Engineering heart tissue presents particularly tough problems for researchers, since the heart is an active organ, contracting rhythmically to pump blood at high forces throughout the body. Scientists at MIT have found a new material on which to grow heart cells that better mimics the properties of heart muscle. The material, reported in Nature Materials this week, could be used to grow patches of tissue to repair heart injuries and defects, or to screen heart drugs in the lab.

Several labs have been working on ways to grow heart tissue by seeding living heart cells or stem cells onto artificial scaffolds. These scaffolds are designed to support the cells initially and then degrade over time as the cells form their own external support structures, leaving functioning tissue behind. But, says George Engelmayr, a postdoctoral fellow in the Harvard-MIT Division of Health Sciences and Technology who led the study, the scaffolds designed for other kinds of tissues did not have the right mechanical properties for heart tissue. Heart tissue must be flexible enough to change shape as the heart contracts, but also strong enough to withstand the intense forces generated by these contractions.

So, the researchers used a polymer originally developed in the lab of Robert Langer at MIT. “It’s elastic like a rubber band,” Engelmayr says, so it can withstand repeated stretching while only gradually losing strength as it degrades. Furthermore, the polymer can vary in stiffness, depending on how long it has been cured with heat, allowing the team to vary its mechanical properties with precision.

Cells of the heart are arranged in specific directions, which allows the heart chambers to be stiffer and stronger around their circumference than in the longitudinal direction. The researchers designed the scaffold to encourage cells to align themselves in the same direction to better mimic this property of natural heart muscle tissue. Using a laser cutting technique, they created a pattern of oblong holes in the polymer; the result is a flexible, honeycomb-like structure that is stiffer in one direction than another.

The researchers seeded small patches of the scaffold with heart cells from newborn rats and grew them for one week. They found that the mechanical and electrical properties of the engineered tissue varied in different directions. For instance, when the cells were lined up parallel to an electric field, they beat in sync more readily.

Frederick Schoen, a professor of pathology at Harvard Medical School who was not involved in the study, says that the MIT research offers a solution to a problem that has only recently been addressed by cardiac tissue engineers. Schoen says that, just as rowers line up in one direction to propel a boat forward, “all the heart muscle cells in a given region have to be lined up and contracting in the same direction” in order for the heart to beat efficiently. The honeycomb-like scaffold described by the MIT group represents a “substantial jump” toward that goal, Schoen says.

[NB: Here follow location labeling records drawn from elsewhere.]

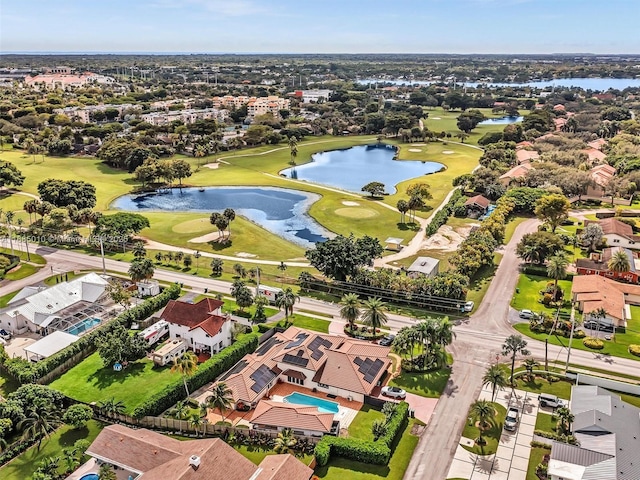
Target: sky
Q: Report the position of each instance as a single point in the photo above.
(321, 26)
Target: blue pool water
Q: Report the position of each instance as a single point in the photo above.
(279, 210)
(324, 406)
(83, 326)
(352, 168)
(90, 476)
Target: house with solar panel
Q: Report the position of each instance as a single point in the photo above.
(331, 365)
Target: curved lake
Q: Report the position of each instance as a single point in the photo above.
(600, 84)
(279, 210)
(352, 168)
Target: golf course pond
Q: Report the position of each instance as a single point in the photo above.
(278, 210)
(352, 168)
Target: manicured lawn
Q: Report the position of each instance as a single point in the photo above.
(618, 346)
(361, 425)
(342, 469)
(490, 436)
(546, 422)
(537, 454)
(529, 287)
(22, 467)
(90, 382)
(430, 384)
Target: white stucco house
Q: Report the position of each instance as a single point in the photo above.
(201, 324)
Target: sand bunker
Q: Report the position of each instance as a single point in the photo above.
(446, 238)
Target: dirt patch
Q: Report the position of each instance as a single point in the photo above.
(446, 238)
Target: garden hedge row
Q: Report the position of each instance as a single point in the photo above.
(441, 217)
(206, 372)
(377, 453)
(28, 372)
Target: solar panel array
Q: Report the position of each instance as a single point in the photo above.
(266, 346)
(315, 345)
(261, 377)
(369, 368)
(301, 337)
(296, 360)
(237, 368)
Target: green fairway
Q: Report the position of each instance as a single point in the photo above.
(342, 469)
(90, 382)
(23, 466)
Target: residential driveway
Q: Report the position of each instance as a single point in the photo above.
(511, 460)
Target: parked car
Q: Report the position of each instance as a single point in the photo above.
(511, 420)
(393, 392)
(548, 400)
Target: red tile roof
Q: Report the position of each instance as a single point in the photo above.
(198, 315)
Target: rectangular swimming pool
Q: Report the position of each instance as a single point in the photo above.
(324, 406)
(83, 326)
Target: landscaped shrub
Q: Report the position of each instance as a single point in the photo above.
(593, 343)
(28, 372)
(377, 453)
(206, 372)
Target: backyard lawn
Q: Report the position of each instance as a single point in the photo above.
(23, 466)
(90, 382)
(342, 469)
(429, 384)
(490, 436)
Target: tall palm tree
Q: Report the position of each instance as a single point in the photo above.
(513, 346)
(186, 365)
(221, 398)
(484, 412)
(285, 441)
(286, 300)
(557, 269)
(350, 308)
(565, 419)
(619, 262)
(374, 313)
(39, 423)
(495, 377)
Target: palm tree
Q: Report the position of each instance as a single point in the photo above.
(286, 300)
(285, 441)
(484, 412)
(529, 365)
(619, 262)
(513, 346)
(221, 398)
(557, 269)
(350, 308)
(565, 419)
(374, 313)
(496, 377)
(39, 423)
(186, 365)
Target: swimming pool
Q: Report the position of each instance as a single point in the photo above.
(83, 326)
(324, 406)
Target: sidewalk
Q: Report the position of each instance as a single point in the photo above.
(511, 460)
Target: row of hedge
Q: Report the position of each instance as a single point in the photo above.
(27, 372)
(442, 215)
(207, 372)
(377, 453)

Ultimately, the goal is to create patches of tissue that can repair damaged areas of the heart better than current patches, which are made out of synthetic materials. Richard Weisel, a cardiac surgeon from University of Toronto, says that such patches are used during heart surgery in two major ways: to restore heart tissue in patients who have had damaged tissue removed after a heart attack, and to repair congenital heart defects in infants and children. But inert materials, while helpful, can’t act as part of the living heart and can lead to scarring over time. “If we had a biodegradable biomaterial, which had beating heart cells, we might be able to return function to that part of the heart,” he says.

But a major hurdle still must be crossed before heart tissue engineering becomes a reality: finding a reliable source of cells. While Weisel and other researchers have had luck coaxing adult stem cells from bone marrow and other tissues to turn into heart muscle cells, Lisa Freed, senior author of the Nature Materials paper, says that finding enough stem cells to generate tissue is still a practical problem. Another challenge is to expand this honeycomb scaffold to create thicker, larger pieces of tissue, which would be necessary to have practical uses in the clinic.

In the meantime, Freed believes that the technology could have a more immediate use as a better way to screen for heart drugs. She says that a three-dimensional scaffold of aligned cells offers a more true-to-life model for testing how drugs affect the beating heart than current methods that rely on cells cultured in a single layer.